The argument for those who fall on the side of leniency and professional courtesy is that no one else knows what officers face from day to day. Many say that fellow officers are going to be the ones to back you up when you need help, so you need to keep that in mind when you've stopped one.
A ticket or an arrest might mean someone's job in some cases, which makes the decision to take enforcement action that much more difficult.
Who's the Rat?
Some law enforcement professionals get downright angry when they or a member of their family receives a traffic ticket or even a written warning. Officers who write tickets to other officers are sometimes called "rats" or worse.

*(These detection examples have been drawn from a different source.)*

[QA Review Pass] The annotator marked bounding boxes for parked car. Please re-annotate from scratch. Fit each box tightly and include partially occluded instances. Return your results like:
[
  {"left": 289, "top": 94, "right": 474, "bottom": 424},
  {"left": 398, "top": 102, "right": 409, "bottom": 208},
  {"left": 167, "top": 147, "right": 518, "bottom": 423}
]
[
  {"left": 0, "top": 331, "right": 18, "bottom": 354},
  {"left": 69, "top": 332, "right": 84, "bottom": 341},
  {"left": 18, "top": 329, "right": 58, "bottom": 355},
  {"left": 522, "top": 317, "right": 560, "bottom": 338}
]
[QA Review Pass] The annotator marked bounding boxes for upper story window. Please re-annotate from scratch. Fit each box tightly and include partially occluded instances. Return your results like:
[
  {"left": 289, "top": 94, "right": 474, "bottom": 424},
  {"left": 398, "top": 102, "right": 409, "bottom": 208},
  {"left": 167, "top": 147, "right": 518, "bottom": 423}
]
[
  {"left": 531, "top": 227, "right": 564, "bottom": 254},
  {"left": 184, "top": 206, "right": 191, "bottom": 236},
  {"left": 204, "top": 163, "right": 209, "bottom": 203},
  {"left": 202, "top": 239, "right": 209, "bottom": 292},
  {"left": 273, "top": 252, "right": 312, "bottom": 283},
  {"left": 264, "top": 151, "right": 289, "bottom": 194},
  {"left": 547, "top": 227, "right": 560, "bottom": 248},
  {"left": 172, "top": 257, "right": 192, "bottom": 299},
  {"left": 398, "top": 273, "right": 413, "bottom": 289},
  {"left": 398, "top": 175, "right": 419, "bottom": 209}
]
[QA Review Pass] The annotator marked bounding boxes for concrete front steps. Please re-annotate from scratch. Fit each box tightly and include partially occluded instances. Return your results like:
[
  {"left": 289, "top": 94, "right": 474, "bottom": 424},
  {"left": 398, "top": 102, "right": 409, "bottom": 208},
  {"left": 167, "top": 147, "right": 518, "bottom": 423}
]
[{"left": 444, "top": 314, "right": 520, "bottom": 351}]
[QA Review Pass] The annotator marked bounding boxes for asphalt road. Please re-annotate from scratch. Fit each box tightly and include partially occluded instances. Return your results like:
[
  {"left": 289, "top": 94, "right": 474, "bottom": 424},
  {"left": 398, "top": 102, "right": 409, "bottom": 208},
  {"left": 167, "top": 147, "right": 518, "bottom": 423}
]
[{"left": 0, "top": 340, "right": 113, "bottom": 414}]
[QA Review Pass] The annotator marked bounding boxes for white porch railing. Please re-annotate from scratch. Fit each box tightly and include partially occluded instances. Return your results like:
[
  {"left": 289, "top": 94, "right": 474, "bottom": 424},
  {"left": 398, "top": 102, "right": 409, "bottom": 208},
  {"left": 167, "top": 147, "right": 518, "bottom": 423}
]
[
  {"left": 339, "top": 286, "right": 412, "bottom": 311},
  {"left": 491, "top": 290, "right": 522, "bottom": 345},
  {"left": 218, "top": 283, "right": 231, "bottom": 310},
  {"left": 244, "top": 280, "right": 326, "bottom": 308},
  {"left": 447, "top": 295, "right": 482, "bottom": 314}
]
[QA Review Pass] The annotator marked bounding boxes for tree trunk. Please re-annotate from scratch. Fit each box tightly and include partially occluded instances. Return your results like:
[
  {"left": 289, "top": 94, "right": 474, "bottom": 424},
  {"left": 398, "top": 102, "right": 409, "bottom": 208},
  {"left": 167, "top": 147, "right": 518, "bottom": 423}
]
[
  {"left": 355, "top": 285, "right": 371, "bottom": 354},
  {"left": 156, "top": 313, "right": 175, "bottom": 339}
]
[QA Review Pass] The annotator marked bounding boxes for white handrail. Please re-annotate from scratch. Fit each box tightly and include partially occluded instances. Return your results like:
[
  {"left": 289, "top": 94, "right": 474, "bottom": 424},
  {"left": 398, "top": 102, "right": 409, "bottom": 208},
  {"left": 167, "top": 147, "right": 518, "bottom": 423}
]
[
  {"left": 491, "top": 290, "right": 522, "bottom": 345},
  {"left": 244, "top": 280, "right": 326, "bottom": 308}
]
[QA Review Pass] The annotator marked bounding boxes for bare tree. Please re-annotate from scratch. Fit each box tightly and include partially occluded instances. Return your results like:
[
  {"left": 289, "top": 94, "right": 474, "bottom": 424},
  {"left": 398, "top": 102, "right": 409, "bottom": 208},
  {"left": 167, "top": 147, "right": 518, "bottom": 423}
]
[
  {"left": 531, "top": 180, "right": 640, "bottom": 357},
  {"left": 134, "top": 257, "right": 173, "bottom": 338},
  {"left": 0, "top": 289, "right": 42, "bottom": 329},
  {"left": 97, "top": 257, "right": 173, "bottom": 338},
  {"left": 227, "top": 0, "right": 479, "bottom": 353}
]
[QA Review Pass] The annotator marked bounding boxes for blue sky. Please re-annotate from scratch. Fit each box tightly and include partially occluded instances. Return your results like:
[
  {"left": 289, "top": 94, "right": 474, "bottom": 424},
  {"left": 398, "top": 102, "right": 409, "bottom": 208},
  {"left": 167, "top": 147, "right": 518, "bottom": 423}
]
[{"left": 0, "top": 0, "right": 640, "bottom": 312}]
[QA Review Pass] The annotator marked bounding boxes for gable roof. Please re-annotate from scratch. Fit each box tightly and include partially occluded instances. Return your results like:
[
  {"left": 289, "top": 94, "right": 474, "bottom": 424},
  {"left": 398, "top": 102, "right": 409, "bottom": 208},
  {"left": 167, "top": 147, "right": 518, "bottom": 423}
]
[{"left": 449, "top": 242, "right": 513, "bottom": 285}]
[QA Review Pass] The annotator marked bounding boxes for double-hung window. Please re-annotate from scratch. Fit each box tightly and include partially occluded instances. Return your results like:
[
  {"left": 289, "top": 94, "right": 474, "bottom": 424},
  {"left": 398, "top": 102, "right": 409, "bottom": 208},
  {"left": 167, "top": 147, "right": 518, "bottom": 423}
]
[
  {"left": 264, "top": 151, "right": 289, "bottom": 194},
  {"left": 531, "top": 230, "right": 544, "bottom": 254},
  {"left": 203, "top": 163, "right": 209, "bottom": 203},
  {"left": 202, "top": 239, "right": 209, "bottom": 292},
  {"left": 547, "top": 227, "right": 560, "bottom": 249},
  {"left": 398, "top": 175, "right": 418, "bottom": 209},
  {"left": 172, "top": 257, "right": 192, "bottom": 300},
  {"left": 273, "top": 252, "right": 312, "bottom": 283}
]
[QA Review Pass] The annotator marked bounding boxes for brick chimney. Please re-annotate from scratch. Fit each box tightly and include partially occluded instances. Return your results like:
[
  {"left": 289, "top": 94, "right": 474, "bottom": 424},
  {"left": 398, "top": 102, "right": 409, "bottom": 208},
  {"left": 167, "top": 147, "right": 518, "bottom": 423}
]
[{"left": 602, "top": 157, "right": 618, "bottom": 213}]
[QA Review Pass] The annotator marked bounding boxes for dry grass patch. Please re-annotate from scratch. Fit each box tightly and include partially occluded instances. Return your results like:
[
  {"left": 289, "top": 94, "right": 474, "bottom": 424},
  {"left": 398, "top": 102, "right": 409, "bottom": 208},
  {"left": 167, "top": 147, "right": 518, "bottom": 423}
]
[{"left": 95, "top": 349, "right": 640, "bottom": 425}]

There are some who strongly believe that an officer not take enforcement action against another under almost any circumstances, whether on or off duty.
Accomplishing the Mission
This notion flies in the face of why officers choose to work in law enforcement to begin with. It also undermines the trust the public has placed in the profession.
Officers are expected to be exemplary in following the law so they have credibility when they enforce it. Failing to adhere to the law, or to be held to the same or higher standard than the public, takes away from the ability of officers to effectively enforce laws. It takes away their ability to safeguard lives and property.
Real Professional Courtesy
Rather than express anger at another officer for failing to provide a professional courtesy to another, the outrage might be better directed toward the individual who placed the officer in that position to begin with. If someone doesn't want to be accountable to the law, the best course of action is not to break it in the first place.
Police officers understand that their profession is unique and that officers need to stick together if they're going to be successful and stay safe. But they're also all too aware of the consequences of breaking laws—even traffic laws.
There are real world consequences when things go wrong, in addition to the legal consequences and the inconvenience of the out-of-pocket expense of a traffic ticket. Laws are in place to keep people safe from harm. Officers cease to be part of the solution and become part of the problem when they fail to follow them or fail to own up to their mistakes and refuse to accept responsibility.